Credit: File photo
West Nile virus detected in Coastal Georgia's Chatham County for first time this year
The potentially fatal West Nile virus was detected in several mosquitos in and around Savannah for the first time this year in Chatham County. GPB's Benjamin Payne reports.
Public health officials in Coastal Georgia's Chatham County announced Tuesday that they have identified the West Nile virus in several mosquitos — the first detection of the potentially fatal virus this year in the county.
The infected mosquitos were collected from traps on Savannah's south side, as well as in the island areas along the Atlantic coast. The county's mosquito control unit is in the process of treating the infected areas with insecticide. No human infections were reported.
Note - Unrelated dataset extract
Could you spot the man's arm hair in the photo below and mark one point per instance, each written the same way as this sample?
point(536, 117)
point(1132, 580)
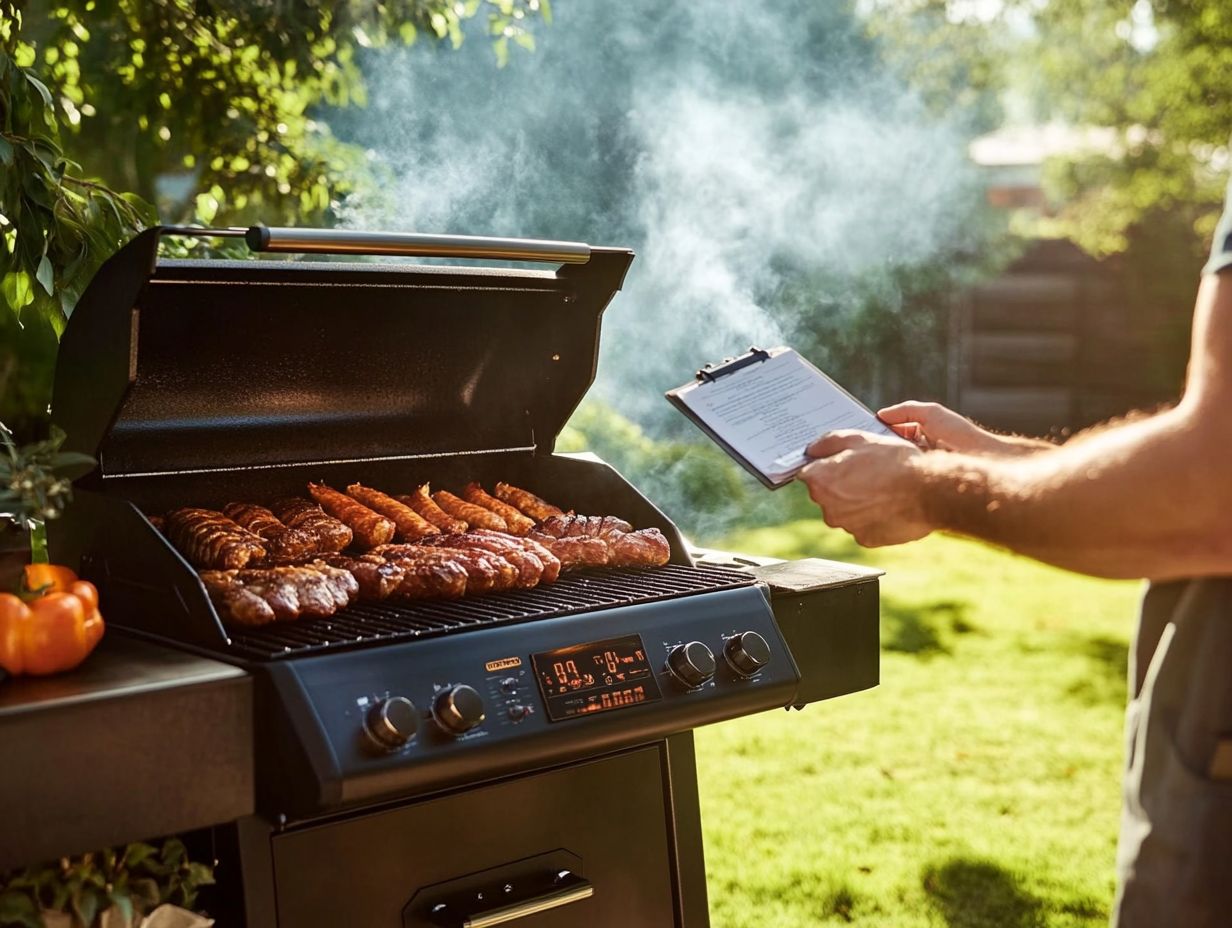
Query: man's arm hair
point(1142, 498)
“We’ve had a lot of rain in recent weeks, creating an ideal environment for mosquitos to breed,” said Dr. Chris Rustin, Administrator of the Chatham County Health Department. “Make sure to routinely drain any flowerpots, bird baths, or other outdoor containers that have been collecting water, and ensure gutters and eaves are clear of leaves and debris trapping water. This will help discourage mosquito activity around your home.”
Earlier in July, the Fulton County Board of Health detected a mosquito with West Nile virus in Atlanta.
According to the Chatham County Health Department, about 20% of people who are infected with West Nile virus will develop mild symptoms, which can include a fever, headache, body aches, joint pain, vomiting, diarrhea and a rash. About 1 out of 150 infected people will develop a severe and potentially fatal illness.
There is no vaccine for West Nile virus, so public health officials stress that prevention is key. The Chatham County Health Department is advising residents to avoid outdoor activities during dawn and dusk, when mosquitos are most active, as well as to wear insect repellant containing DEET. Another preventative measure is to check that doors, windows, and screens fit tightly and are in good repair.